Zur feierlichen Einweihung traten Kinder in Märchenkostümen auf, und so verpasste der Volksmund dem Bauwerk seinen Namen, der sich schnell durchsetzte. Dabei mag auch eine Rolle gespielt haben, dass die umliegenden Straßen seit den 20er-Jahren märchenhafte Namen trugen: Sie sind nach Rübezahl, Drosselbart, Hänsel und Gretel benannt.

Die braunen Machthaber hätten es gerne beim „Symbol des Walddomes“ belassen, denn diese pompöse und naturverklärende Bezeichnung passte ausgezeichnet zu ihrer Ideologie, die Deutschland geradewegs in den Zweiten Weltkrieg führte.

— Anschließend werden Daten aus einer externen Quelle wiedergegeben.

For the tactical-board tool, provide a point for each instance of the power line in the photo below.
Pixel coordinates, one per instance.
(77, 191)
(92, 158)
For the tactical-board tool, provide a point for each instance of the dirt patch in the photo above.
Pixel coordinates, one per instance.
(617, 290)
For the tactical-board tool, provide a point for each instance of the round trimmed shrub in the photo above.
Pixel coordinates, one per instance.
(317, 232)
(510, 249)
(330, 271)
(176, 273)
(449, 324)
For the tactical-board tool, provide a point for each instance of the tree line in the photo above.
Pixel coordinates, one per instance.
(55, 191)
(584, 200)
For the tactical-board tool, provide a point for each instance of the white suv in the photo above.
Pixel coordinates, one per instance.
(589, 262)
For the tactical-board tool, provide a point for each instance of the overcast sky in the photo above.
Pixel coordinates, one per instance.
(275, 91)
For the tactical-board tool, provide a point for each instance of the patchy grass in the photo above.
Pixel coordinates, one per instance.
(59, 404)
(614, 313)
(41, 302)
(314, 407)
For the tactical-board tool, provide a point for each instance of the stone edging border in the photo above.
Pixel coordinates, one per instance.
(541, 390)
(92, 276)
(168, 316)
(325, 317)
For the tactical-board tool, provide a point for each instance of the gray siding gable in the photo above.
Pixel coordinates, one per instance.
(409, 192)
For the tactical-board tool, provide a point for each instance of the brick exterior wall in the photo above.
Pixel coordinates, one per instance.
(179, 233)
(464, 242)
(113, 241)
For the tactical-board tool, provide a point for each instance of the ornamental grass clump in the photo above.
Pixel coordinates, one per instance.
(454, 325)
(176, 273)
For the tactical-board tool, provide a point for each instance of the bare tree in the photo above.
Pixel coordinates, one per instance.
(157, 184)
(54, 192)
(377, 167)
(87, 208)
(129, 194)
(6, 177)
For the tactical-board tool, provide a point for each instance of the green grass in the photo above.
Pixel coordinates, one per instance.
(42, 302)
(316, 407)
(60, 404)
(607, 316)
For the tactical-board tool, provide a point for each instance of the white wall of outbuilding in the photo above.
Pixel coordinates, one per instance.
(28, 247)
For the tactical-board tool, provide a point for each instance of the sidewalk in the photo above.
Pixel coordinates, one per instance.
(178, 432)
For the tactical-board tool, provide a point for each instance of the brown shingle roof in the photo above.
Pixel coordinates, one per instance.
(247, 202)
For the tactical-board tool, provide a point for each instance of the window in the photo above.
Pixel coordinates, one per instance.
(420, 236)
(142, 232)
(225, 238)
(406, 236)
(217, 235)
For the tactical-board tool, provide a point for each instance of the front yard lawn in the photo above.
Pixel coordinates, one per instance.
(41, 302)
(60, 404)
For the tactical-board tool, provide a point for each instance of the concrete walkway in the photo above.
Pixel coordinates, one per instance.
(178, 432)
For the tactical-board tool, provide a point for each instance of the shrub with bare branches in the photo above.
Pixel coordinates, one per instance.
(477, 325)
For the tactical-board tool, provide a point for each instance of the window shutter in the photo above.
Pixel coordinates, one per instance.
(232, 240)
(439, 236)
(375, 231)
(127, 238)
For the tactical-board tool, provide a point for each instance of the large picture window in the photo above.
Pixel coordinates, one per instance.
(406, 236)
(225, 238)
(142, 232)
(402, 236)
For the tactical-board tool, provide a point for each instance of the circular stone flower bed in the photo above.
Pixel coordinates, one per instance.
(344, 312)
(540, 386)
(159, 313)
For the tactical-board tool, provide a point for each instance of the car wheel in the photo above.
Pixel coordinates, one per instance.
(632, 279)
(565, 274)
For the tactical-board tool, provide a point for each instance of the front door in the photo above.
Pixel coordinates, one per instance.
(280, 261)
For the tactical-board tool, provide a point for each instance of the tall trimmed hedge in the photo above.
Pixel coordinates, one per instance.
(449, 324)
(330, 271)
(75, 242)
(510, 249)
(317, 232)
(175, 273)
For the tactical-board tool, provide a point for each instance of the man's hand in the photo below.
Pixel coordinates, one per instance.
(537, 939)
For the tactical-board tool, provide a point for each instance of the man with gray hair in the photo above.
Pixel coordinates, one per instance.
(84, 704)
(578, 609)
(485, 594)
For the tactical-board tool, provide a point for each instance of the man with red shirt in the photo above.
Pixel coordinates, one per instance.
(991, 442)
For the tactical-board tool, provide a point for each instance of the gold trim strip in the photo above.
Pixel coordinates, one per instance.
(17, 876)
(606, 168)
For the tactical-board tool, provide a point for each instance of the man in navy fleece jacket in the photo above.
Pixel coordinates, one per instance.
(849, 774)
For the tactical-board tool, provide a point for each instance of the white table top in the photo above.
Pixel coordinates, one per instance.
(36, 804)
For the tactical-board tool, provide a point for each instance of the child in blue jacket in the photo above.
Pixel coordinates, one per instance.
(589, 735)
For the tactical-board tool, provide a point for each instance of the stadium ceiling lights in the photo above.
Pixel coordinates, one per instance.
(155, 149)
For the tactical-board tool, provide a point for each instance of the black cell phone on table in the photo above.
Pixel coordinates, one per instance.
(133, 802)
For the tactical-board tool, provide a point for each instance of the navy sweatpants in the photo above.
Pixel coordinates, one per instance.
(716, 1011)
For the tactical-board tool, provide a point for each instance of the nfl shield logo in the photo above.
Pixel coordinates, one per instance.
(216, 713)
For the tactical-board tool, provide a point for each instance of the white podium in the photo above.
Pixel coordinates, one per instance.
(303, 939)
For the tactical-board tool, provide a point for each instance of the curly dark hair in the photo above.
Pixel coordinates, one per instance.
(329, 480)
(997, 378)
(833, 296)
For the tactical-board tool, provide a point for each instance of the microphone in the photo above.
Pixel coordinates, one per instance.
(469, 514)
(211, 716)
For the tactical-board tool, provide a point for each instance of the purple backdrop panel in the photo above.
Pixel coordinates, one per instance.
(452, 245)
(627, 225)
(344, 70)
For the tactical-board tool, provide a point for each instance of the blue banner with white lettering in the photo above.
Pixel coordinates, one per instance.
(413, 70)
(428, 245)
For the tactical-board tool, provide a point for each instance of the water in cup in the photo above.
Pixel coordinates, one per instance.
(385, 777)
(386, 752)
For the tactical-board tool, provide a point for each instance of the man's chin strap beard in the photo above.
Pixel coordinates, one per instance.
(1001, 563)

Alle Bronzefiguren des Brunnens wurden nun eingeschmolzen, andere Teile gingen verloren.

Nach 1945 hatten die Neuköllner dann anderes zu tun, als sich um Kunst oder Grünanlagen zu kümmern. Das Bauwerk verfiel, Vandalen richteten Schaden an. Erst 1970 entschloss man sich zu einer Renovierung. Und jetzt wurde der Brunnen zum ersten Mal seinem Namen wirklich gerecht: Die Bildhauerin Katharina Szelinski-Singer schuf aus Kalkstein zwei Szenen aus den Märchen „Aschenputtel“ und „Brüderchen und Schwesterchen“, die fortan die Bronze-tiere ersetzten.

Doch rund zehn Jahre später musste die Anlage bereits wieder stillgelegt werden, Vandalen hatten mehrfach und gründlich zugeschlagen. Zu einer umfassenden und rund anderthalb Millionen Euro teuren Sanierung kam es schließlich in den Jahren 2000 und 2001. Jetzt konnten auch die fehlenden Bronzeputten ersetzt werden. Die Künstlerin Anna Bogouchevskaia wählte dafür Tier- und Märchenmotive, setzte aber auch eigene Ideen um. Nun bevölkern wieder 16 kleine Figuren den Brunnen.

Wer sich die denkmalgeschützte Grünanlage und den Märchenbrunnen ansehen möchte, fährt mit der S-Bahn bis Köllnische Heide oder nimmt den Bus M 41 bis zur Station Schulenburgpark. Kleiner Wermutstropfen: Der große Kinderspielplatz ist zurzeit gesperrt. Aschenputtel und Tauben beim Verlesen der Linsen.